Mark Mizruchi

Professor of Management and Organizations (by courtesy)
Professor of Sociology

Education
PhD State University of New York At Stony Brook 1980
BA Washington University in St. Louis 1975
Biography

Mark S. Mizruchi is the Robert Cooley Angell Collegiate Professor of Sociology and Professor of Management and Organizations at the University of Michigan.  He received his B.A. at Washington University (St.

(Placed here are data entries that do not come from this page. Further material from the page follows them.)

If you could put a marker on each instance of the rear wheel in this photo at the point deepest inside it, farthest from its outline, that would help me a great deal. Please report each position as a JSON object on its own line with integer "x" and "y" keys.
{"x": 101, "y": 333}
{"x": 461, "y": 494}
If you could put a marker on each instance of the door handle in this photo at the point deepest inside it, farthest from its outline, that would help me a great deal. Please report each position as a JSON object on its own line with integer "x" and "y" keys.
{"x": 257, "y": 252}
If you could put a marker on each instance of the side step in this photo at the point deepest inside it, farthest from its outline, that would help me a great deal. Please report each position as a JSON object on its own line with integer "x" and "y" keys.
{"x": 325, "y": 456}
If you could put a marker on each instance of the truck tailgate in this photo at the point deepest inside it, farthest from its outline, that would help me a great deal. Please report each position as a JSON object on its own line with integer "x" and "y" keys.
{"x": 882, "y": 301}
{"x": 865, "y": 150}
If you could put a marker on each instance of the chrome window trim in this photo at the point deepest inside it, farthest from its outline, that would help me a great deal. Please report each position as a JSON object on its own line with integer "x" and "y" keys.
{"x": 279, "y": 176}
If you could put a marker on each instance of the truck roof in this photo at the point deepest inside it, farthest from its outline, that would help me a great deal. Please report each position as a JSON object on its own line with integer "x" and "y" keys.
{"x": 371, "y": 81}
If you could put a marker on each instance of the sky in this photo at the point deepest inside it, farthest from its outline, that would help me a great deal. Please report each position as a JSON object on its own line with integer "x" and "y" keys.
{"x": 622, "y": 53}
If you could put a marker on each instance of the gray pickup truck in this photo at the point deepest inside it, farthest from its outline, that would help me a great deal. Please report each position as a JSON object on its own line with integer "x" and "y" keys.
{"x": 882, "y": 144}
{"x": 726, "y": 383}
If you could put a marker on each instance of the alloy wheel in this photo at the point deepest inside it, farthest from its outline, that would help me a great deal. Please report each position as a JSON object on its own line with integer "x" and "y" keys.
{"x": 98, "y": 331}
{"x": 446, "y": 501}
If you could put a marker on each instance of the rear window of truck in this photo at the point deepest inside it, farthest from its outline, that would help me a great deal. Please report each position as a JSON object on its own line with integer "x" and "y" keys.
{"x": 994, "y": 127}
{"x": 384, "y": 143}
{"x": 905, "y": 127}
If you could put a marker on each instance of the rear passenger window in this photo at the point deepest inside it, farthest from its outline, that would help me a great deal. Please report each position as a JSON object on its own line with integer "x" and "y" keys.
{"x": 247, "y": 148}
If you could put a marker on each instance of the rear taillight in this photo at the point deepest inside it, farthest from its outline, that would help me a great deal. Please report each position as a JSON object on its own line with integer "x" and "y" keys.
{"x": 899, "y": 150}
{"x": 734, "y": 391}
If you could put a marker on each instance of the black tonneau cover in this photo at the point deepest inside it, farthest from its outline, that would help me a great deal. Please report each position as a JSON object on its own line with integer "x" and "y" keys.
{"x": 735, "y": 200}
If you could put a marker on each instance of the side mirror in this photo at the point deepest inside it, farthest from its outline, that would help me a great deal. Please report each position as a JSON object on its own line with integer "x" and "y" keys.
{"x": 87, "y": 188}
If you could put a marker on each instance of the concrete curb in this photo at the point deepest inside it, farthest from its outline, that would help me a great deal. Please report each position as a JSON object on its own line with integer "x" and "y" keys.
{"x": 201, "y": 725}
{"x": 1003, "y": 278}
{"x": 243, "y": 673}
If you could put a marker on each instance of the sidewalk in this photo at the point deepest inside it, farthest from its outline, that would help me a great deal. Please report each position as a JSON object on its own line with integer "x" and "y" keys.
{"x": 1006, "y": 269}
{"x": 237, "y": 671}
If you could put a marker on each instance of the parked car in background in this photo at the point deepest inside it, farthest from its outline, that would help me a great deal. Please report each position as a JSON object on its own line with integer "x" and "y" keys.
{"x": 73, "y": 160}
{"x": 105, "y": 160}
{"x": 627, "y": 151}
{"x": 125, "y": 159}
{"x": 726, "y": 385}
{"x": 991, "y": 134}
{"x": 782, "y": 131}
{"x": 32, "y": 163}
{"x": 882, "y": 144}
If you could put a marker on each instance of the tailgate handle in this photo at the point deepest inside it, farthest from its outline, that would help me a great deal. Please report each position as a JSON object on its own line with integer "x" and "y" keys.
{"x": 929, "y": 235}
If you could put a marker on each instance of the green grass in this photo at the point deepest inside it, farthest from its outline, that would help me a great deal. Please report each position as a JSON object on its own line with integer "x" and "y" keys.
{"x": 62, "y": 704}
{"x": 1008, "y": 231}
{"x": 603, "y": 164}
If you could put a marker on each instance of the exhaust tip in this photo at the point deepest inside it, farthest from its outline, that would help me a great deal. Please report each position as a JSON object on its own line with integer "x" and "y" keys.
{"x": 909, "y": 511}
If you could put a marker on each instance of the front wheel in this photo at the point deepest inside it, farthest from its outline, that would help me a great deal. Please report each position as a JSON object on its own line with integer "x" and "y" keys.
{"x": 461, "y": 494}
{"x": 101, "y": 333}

Louis) in 1975 and his Ph.D. at the State University of New York at Stony Brook in 1980.  After several years as a statistical consultant at the Albert Einstein College of Medicine, he became Assistant Professor of Sociology at Columbia University in 1987.  He was promoted to Associate Professor at Columbia in 1989 and moved to Michigan as Professor in 1991.

Mizruchi's research has focused on the economic and political behavior of large American corporations using the methods of social network analysis.  He has also published articles on circadian rhythms of blood minerals in humans, substance abuse among psychiatric inpatients, and two (scholarly) papers on professional basketball teams.  His publications include four books and more than 100 articles and reviews.  His book, The Fracturing of the American Corporate Elite (Harvard University Press, 2013), received the George R. Terry Book Award from the Academy of Management and the Distinguished Contribution to Scholarship Award from the Political Sociology Section of the American Sociological Association.  He has received fellowships from the Center for Advanced Study in the Behavioral Sciences and the John Simon Guggenheim Memorial Foundation, a Presidential Young Investigator Award from the National Science Foundation, and three teaching awards from the University of Michigan.  His work has also been featured in numerous media outlets, including The New York Times, The Washington Post, The Economist, Fortune, Forbes, Bloomberg View, The Atlantic, and The New Yorker.